Exhibit A in the ways pop culture nostalgia affects my work with speculative literature: I’m OK with the term “Sci-Fi.”
A lot of folks working in SF hate the label. They see it as a dismissive term, used by those who don’t grasp the complexities of SF as a genre or who can’t think past old ways of viewing commercial fiction (especially SF) as “trash.” When a newspaper profiled the Center for the Study of Science Fiction Writers Workshop the year I attended it, the article latched onto many members’ disdain for the term; I believe the resulting headline was “Just Don’t Call it ‘Sci Fi.'”
But I like the term, partly because of my interest in pop music and car culture. As a kid, when I first got interested in SF, I was told or read the origin story of the term “sci fi.” It went like this:
It’s 1954. Forrest J. Ackerman–enthusiast, fan, collector, and soon-to-be publisher of the seminal magazine Famous Monsters of Filmland–is cruising through Hollywood in his new car, all shiny chrome and whitewall tires. The sun is out, and he probably has the top down, hair blowing and black horn-rimmed glasses jostled by the wind. He’s got one hand atop the oversized steering wheel and the other draped over his wife’s shoulders. As he’s driving, he’s thinking about ways to promote the books and films that he loves so much. The song on the radio (we’ll say it’s Clyde McPhatter, but more likely Eddie Fisher) fades and is replaced by a commercial for stereo components. Some bourbon-and-water voiced announcer shouts “Get that Hi-Fi sound!”
And it hits Ackerman like an anvil dropped from the sky. “Hi-Fi.” A catchy Madison Avenue term for “high fidelity” used to promote stereos. Why not “Sci-Fi”? A catchy buzzword to promote science fiction. He subsequently popularized its usage, although debates about who did it first (and how it deteriorated from buzzword to literary slur) continue.
Now, as a kid who grew up obsessed with old-time radio, ’50s car culture, and science fiction, I thought this story was gold. I still do. No matter how many times I hear someone call science fiction “sci-fi,” even derogatorily, part of me pictures Ackerman in that fast slab of Detroit steel with his stereo blasting. And I smile a little bit.
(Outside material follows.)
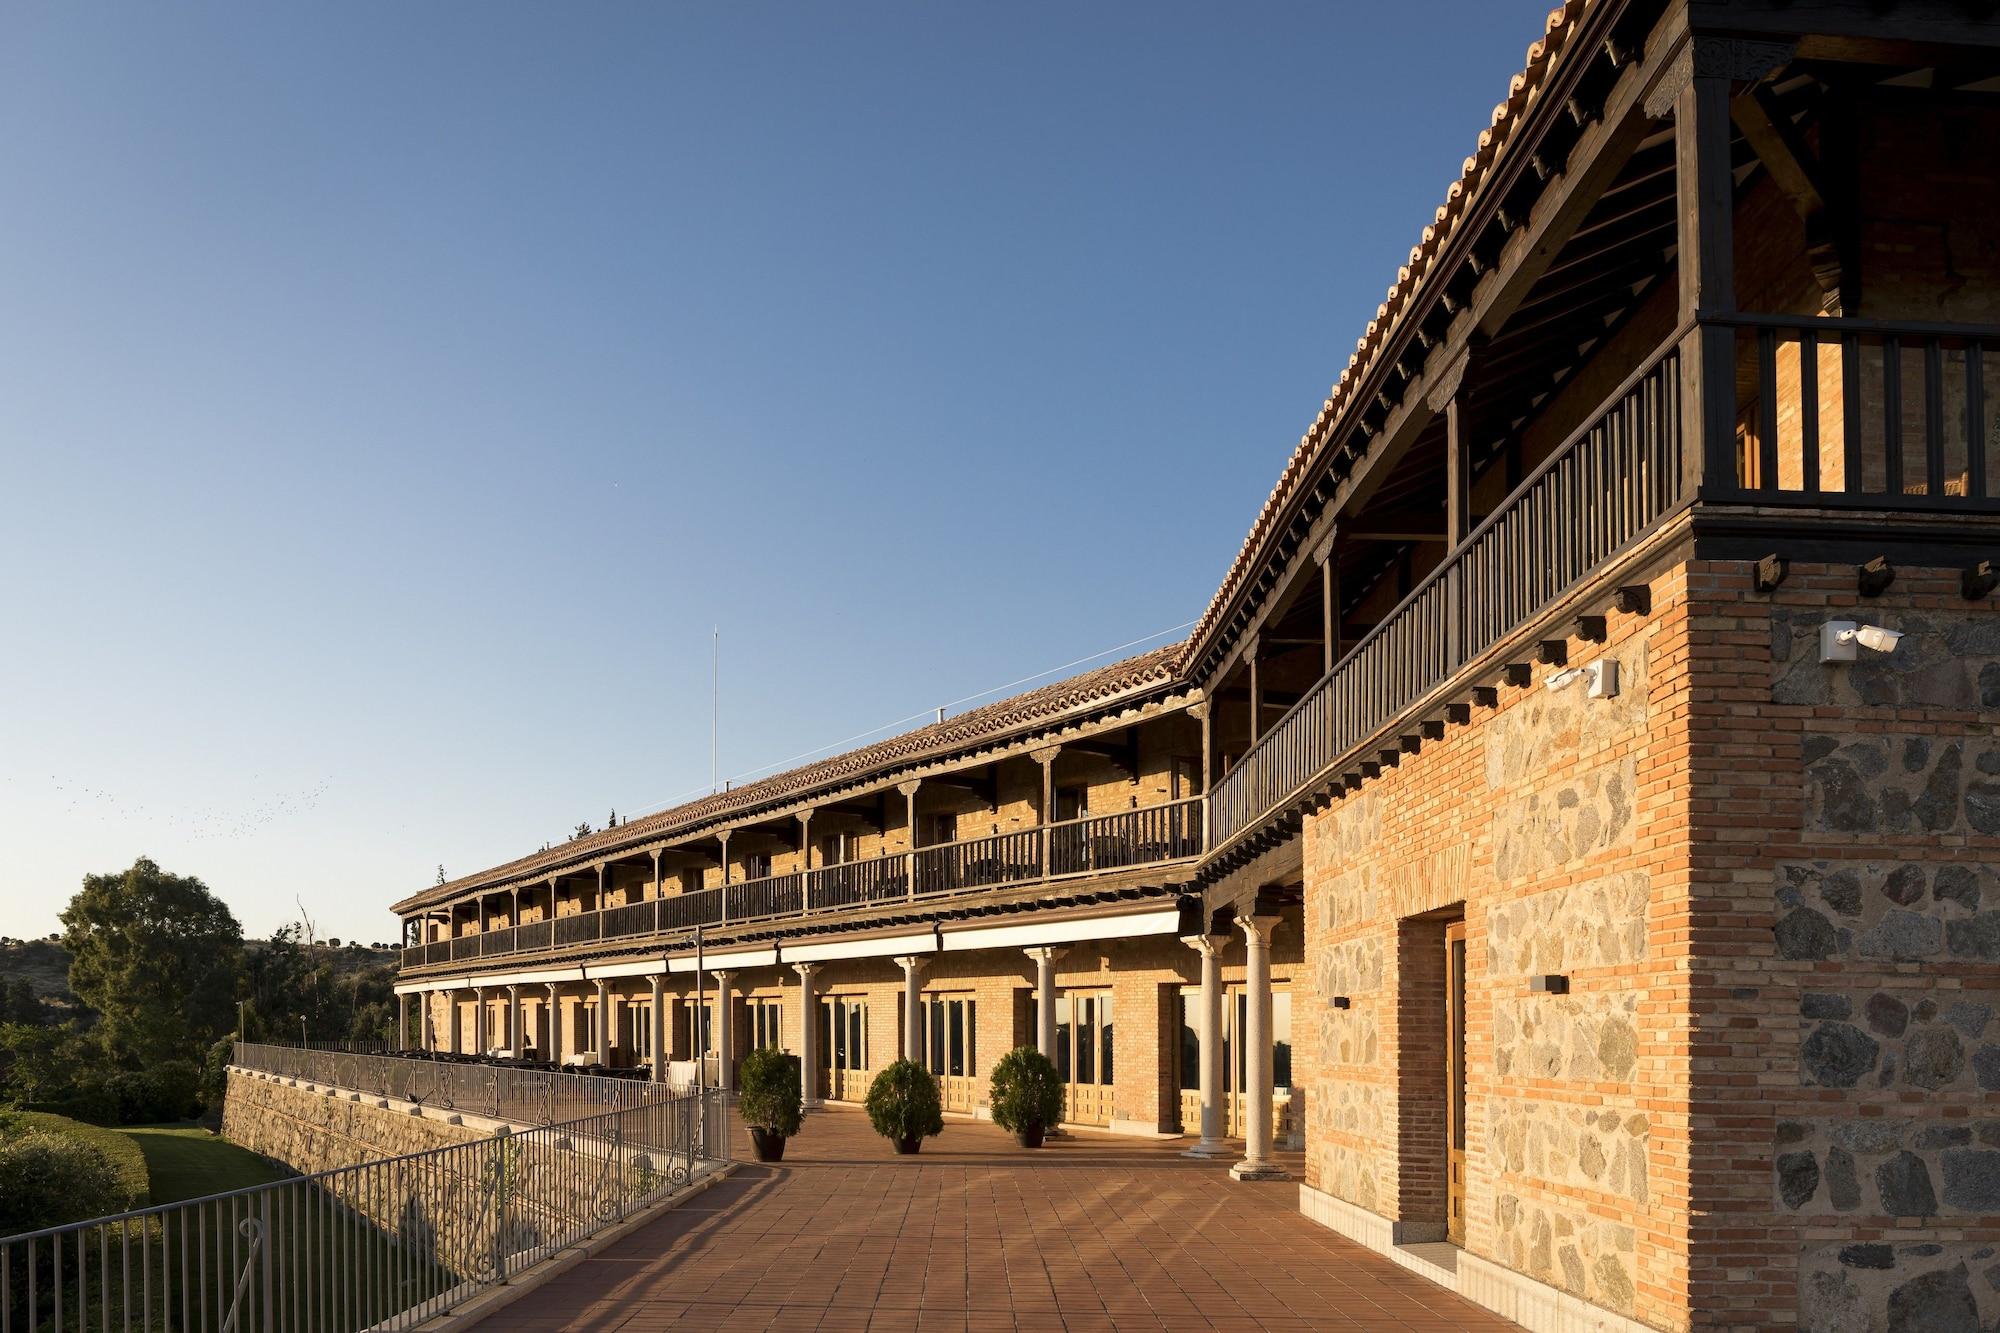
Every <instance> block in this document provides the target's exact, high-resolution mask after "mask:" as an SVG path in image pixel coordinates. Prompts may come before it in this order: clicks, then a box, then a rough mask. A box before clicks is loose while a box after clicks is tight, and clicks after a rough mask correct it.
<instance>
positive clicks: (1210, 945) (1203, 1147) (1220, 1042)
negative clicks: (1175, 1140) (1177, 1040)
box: [1182, 935, 1230, 1157]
I’m also fond of the term “sci-fi,” and I think there’s a generational element to our ready acceptance of the term. We come along at a time when science fiction is much more readily accepted not only as popular entertainment, but as literature. Not everyone, but a large portion of academia doesn’t even balk at the inclusion of science fiction into literature departments and course offerings. SF’s current status is thanks in no small part to the scholars of Gunn’s generation who really were hanging on to some shred of respectability by their fingernails and thus were more likely to be sensitive to the derogatory valences of sci-fi. Like a lot of pejorative terms, sci-fi has been re-appropriated by its community and is more often than not used proudly these days.